Illinois is set to have two games with Wisconsin in February and play at Michigan on Feb. 11 — if the Wolverines are clear from the COVID-19 pause by then.
With the Illini likely back in the NCAA tournament for the first time since 2013, they’ll have plenty of company from their Big Ten brethren. Before Friday night, BracketOdds had Michigan (No. 1 seed), Iowa (No. 2 seed), Ohio State (No. 3 seed), Wisconsin (No. 3 seed), Illinois (No. 5 seed), Minnesota (No. 7 seed), Purdue (No. 7 seed), Indiana (No. 9 seed) and Rutgers (No. 11 seed) in the field. Maryland, Michigan State and Northwestern missed the cut.
“Eight look solid,” Jacobson said. “Michigan State has some work to do, if they survive the season. Rutgers looked good, faded, but should make it. Maryland is a dark horse.”
One big obstacle in trying to project the seeds and the teams who make the NCAA tournament this season: the abrupt postponements and cancellations.
“Each game is an opportunity for a team to establish their credibility for the tournament,” Jacobson said. “When games are missed, those opportunities are lost. I believe the committee can only use the performance of the games played to choose teams and seed them. We are seeing underclass-heavy teams are suffering, while teams with many juniors and seniors are surviving.”

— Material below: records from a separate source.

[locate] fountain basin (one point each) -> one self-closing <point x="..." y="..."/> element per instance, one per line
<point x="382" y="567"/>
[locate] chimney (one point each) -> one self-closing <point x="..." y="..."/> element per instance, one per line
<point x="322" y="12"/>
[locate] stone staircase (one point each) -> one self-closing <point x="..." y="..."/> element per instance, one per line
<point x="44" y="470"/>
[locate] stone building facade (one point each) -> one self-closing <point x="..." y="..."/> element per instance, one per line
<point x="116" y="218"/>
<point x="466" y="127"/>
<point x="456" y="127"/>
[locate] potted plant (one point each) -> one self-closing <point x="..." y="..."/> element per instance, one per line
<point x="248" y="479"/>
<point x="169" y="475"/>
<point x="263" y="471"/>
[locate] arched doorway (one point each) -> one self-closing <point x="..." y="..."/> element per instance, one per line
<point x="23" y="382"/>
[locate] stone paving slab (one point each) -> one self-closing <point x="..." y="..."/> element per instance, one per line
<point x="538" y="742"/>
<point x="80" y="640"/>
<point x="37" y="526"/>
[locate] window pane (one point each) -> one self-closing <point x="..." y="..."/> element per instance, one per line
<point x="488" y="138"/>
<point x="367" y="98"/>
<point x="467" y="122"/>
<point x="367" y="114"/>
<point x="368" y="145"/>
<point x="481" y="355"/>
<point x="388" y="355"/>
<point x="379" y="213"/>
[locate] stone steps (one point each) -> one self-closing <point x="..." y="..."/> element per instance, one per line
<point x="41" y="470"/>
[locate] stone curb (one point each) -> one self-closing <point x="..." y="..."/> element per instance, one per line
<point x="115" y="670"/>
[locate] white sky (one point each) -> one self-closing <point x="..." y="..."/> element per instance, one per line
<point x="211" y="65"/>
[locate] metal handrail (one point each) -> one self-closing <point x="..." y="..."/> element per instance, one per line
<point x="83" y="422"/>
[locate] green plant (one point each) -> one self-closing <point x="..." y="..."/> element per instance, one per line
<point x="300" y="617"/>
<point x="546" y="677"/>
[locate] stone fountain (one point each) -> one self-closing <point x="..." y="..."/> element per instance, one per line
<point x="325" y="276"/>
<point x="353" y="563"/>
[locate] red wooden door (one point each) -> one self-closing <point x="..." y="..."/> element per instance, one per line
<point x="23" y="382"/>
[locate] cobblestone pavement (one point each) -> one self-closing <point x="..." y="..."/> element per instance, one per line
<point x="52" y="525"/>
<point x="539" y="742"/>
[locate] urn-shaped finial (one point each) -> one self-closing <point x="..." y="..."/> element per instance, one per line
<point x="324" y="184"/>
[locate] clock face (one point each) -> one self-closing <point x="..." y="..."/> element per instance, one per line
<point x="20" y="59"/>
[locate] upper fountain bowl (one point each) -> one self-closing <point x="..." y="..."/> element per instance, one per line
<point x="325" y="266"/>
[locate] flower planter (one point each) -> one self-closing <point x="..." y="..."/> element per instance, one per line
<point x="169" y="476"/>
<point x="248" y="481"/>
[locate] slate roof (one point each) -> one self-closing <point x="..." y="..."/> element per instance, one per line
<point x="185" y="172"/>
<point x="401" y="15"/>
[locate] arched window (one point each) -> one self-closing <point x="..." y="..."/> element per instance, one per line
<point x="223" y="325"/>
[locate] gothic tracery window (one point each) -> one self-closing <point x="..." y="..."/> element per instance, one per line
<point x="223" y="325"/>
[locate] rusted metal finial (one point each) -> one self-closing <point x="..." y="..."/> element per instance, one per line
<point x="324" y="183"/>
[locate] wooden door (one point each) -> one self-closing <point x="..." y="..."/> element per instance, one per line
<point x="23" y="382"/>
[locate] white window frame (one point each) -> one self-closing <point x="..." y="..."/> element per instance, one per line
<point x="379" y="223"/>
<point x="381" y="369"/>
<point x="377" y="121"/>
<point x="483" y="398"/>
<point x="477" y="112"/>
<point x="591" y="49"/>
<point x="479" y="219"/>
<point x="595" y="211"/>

One more variable to consider in projecting teams this season: conference tournaments. What happens if a low-major or mid-major conference has two teams worthy of a bid, but come March, those conference tournaments aren’t played?
“If they are tied, who gets the bid? I would guess they both do,” Jacboson said. “The environment is fluid, and it must remain so until Selection Sunday.”
Another factor many basketball fans don’t want to consider, but it’d be foolish not to amid the pandemic. Will all 68 teams selected for the NCAA tournament actually end up playing?
Jacobson has an idea if a team has to drop out of the tournament days before the games are slated to begin on March 18.
“I expect the NCAA to announce the 68 teams and then have a group of next-up teams if any need to drop out,” he said. “These teams are typically the last four out, so there should be no surprises. The NCAA may need to create a group of 8-12 teams to be ready to play. Much like the NHL is using with taxi squads, we (could) have taxi teams. Since all the games will be held in Indiana, moving games around will be disruptive, but doable.”
Number crunching and analytical data aside, Jacobson is like nearly every college basketball fan. He wants to see the NCAA tournament take place this March.
“The madness will be even greater this year,” he said. “Winning is great, but playing is even better. The players need to have the chance to play. The fans want to watch the games. As a perennial optimist, there is hope, and March Madness is one seed of hope for people to hold on to and enjoy.”